Update again: My guess is that the condition was actually to use $(\xi,\eta)$ as a 2D vector field, as the generator of diffeomorphism on the 2D plane, and  compute $(\theta,\psi)=\exp((\xi,\eta)\epsilon).$
I figured the exponential map for OP's example can be worked out in closed form. So here it is:
$X=x^{e^{2\epsilon}},\quad Y=y e^\epsilon.$
Now $\frac{\partial X}{\partial x} = e^{2\epsilon}\frac{X}{x},$ and $Y'=\frac{\partial Y}{\partial y} \frac{d y}{d x} \frac{\partial x}{\partial X}=e^{\epsilon} y' \frac{x}{X} e^{-2\epsilon},$ which lead to $XY^{'2}dX=xy^{'2}dx$ precisely.
A: *

*It seems that OP is pondering the following question:

Does the off-shell Noether identity$^1$ (9.38) imply that the functional $J(\epsilon)$ has a 1-parameter off-shell symmetry for sufficiently small finite $\epsilon>0$?

This is of course not necessarily the case. We can always change the transformations for $X$ and $Y$ at order ${\cal O}(\epsilon^2)$ in a manner that breaks the finite symmetry of $J(\epsilon)$ without altering eq. (9.38).


*In contrast the correct statement is:

The off-shell Noether identity (9.38) holds iff there is an infinitesimal off-shell symmetry
$$\left.\frac{dJ(\epsilon)}{d\epsilon}\right|_{\epsilon=0}~=~0.$$

References:

*

*B. van Brunt,  The Calculus of Variations, 2004; p. 213.
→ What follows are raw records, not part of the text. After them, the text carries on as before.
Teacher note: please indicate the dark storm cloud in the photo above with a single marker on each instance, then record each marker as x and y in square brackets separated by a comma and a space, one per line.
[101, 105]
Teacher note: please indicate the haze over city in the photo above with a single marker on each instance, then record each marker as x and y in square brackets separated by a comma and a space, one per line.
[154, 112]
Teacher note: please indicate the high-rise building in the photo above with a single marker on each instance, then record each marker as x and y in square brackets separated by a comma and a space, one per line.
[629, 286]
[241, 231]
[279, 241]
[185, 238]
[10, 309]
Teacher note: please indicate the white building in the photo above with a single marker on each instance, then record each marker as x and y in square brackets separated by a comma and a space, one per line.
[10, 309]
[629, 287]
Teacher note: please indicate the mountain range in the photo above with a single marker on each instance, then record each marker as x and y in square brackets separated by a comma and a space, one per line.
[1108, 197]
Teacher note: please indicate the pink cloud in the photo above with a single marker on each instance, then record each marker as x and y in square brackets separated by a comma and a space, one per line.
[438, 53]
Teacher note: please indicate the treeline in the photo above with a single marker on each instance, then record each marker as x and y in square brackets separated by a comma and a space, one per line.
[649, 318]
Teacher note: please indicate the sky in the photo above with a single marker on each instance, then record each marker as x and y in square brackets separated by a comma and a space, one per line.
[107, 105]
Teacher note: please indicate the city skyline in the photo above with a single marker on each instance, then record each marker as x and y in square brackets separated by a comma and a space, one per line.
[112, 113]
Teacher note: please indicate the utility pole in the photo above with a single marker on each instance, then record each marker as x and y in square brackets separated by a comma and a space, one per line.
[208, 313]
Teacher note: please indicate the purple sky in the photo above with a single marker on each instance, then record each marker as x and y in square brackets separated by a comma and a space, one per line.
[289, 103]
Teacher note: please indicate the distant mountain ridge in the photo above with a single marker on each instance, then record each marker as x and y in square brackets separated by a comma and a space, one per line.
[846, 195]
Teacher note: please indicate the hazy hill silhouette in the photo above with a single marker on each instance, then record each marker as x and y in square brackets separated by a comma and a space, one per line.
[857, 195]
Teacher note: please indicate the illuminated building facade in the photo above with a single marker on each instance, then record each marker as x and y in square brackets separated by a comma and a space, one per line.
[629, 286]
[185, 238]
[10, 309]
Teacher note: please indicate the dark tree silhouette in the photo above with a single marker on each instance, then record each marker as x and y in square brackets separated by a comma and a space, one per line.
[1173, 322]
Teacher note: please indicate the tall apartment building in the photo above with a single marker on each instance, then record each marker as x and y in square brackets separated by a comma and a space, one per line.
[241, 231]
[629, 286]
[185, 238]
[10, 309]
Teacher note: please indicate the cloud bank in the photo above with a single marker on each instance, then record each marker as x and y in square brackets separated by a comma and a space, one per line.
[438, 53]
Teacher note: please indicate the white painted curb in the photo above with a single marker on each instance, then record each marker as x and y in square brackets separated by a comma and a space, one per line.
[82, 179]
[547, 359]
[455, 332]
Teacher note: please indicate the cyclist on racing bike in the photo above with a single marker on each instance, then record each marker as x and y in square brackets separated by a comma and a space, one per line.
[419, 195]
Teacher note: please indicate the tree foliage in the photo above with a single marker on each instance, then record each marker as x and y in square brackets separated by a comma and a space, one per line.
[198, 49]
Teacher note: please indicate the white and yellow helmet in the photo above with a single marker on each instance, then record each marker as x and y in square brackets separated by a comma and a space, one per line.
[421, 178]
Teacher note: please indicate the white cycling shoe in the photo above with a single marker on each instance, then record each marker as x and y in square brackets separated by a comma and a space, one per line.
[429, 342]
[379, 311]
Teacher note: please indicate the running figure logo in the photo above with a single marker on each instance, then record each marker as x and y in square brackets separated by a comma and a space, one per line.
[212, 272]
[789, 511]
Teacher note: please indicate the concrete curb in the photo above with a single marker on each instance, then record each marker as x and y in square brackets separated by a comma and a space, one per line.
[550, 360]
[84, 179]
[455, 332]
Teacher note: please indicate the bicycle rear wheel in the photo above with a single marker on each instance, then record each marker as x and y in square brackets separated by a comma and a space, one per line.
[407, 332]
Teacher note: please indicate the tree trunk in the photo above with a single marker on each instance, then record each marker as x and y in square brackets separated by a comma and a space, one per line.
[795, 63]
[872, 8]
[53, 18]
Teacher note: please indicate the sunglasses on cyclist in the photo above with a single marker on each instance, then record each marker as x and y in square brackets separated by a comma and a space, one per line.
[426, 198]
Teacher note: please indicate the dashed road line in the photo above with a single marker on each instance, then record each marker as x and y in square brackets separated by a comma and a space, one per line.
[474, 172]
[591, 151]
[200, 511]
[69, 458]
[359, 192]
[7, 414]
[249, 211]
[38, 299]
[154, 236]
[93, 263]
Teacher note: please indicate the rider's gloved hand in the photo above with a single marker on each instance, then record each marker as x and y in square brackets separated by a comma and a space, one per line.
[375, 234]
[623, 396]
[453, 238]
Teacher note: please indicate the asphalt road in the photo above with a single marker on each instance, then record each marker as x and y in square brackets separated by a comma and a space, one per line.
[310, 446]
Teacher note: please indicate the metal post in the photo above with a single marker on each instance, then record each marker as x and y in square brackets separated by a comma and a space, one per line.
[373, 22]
*F. Wan, Intro to the Calculus of Variations and its Applications, 1995; p. 189.
--
$^1$ The following is not part of OP's question, but if the reader  wonders what the off-shell Noether identity (9.38) has to do with Noether's theorem, let us mention that it can be rewritten as
$$\begin{align} 0~=~& \eta \frac{\partial f}{\partial y} + ( \dot{\eta} -  \dot{\xi} \dot{y}) \frac{\partial f}{\partial \dot{y}} + \dot{\xi}f +\xi  \frac{\partial f}{\partial x} \cr
~=~&\eta_0 \frac{\partial f}{\partial y} +  \dot{\eta}_0  \frac{\partial f}{\partial \dot{y}} + \frac{d(\xi f)}{dx} \cr
~=~&\eta_0 \underbrace{\frac{\delta J}{\delta y}}_{\text{EL eq.}} + \dot{Q} ,\end{align}\tag{9.38} $$
where $$Q~=~\eta_0\frac{\partial f}{\partial \dot{y}}+\xi f$$
is the (bare) Noether charge; where
$$\eta_0~=~\eta-\xi\dot{y}$$
is the vertical generator; and where dot means a total derivative $\frac{d}{dx}$. In particular, we deduce that the Noether charge $Q$ is conserved on-shell.